Since September 1984, he continued his work at the Department of Obstetrics and Gynecology, Klinikum
Grosshadern, University of Munich. Strowitzki gained his board certification in 1991 and the subspecialty in
Gynecological Endocrinology and Reproductive Medicine in 1995. He finished his habilitation with a project on
IGF and IGFBP in the human endometrium in 1995 and gained a professorship at the Department of Obstetrics and
Gynecology, Klinikum Grosshadern, University of Munich in 1998. In 1999, he took a professorship at the
University of Heidelberg and since then he is medical director of the Department of Gynecological Endocrinology
and Reproductive Medicine at the University of Heidelberg. His scientific interest is primarily endometrial
differentiation and implantation, the polycystic ovary syndrome and reproductive medicine in particular on IVM,
currently funded by a FOR of the DFG. He received the Ludwig Fraenkel award of the German Society for
Obstetrics and Gynecology in 1994, the honor medal of the Medical Faculty of the University of Heidelberg in 2012.
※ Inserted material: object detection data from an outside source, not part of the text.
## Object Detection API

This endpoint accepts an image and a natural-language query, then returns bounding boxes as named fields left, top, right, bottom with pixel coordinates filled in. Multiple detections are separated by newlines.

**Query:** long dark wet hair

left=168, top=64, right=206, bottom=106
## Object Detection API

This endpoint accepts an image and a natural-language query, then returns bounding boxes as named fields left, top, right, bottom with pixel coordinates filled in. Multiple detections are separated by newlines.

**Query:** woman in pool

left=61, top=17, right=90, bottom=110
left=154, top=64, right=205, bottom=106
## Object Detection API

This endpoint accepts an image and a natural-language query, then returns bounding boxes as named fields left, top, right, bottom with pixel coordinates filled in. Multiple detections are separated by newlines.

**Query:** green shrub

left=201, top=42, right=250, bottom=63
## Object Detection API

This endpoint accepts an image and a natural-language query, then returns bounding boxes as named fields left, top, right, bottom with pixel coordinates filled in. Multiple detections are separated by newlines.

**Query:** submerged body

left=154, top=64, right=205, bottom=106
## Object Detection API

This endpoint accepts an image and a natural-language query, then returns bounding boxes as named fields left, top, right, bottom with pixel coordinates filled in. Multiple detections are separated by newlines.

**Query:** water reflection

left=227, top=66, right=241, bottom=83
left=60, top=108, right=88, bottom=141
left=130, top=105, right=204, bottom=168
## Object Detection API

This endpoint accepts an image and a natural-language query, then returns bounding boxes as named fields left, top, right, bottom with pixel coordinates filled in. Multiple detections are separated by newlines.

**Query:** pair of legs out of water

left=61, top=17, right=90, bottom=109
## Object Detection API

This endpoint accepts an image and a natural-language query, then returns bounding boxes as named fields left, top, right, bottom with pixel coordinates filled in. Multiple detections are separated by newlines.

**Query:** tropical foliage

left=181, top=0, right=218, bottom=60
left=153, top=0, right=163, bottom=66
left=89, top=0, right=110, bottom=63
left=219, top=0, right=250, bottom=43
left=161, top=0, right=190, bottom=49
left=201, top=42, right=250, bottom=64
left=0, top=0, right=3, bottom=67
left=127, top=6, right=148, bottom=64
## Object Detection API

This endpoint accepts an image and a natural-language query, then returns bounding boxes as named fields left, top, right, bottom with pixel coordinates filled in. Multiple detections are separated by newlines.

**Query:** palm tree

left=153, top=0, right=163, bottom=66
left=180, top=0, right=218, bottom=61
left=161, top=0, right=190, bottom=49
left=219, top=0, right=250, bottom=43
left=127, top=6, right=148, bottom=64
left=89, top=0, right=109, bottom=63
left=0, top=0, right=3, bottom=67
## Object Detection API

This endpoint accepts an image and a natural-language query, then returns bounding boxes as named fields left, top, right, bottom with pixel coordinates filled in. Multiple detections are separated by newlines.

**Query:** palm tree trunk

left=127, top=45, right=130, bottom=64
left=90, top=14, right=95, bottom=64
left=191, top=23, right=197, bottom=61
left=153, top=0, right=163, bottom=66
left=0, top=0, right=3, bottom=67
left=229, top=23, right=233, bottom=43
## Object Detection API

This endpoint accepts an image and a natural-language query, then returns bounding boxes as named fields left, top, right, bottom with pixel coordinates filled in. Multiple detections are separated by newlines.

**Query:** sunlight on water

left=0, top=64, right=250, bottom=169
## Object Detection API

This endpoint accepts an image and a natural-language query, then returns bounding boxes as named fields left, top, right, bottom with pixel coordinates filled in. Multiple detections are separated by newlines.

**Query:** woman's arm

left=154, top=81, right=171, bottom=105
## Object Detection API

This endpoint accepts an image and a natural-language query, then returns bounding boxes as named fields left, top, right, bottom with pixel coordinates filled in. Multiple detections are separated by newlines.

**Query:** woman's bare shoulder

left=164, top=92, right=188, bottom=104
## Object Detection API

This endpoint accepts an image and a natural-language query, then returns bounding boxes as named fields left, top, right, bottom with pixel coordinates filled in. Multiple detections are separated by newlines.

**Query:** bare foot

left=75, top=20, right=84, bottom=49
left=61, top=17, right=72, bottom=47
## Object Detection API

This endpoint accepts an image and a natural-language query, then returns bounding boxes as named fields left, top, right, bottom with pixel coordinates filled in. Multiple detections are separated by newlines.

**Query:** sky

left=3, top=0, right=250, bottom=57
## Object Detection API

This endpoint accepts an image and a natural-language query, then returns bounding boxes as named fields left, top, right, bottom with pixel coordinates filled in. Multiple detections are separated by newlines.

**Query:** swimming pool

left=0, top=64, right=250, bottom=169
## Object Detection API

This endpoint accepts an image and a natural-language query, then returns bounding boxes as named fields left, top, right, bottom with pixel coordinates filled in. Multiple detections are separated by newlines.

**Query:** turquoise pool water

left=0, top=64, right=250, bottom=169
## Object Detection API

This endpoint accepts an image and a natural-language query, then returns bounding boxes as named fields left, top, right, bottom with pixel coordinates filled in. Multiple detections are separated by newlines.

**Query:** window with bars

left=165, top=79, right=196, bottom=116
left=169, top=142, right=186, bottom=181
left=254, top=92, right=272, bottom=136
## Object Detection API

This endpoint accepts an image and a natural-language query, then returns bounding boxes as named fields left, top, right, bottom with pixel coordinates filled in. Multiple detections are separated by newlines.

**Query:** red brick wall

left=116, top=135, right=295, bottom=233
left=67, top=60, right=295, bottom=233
He is a reviewer for all leading journals in the field of reproductive medicine and editor and co-editor of several
journals like ‘‘Gynakologische Endokrinologie’’ and ‘‘Der Gynakologe’’. Besides his medical interest in gynecological
endocrinology and reproductive medicine, Strowitzki serves as the head of the Ethical Committee Medical Faculty,
University of Heidelberg and is a member of several highly respected expert commissions, for example, for the
National Academy of Science Leopoldina.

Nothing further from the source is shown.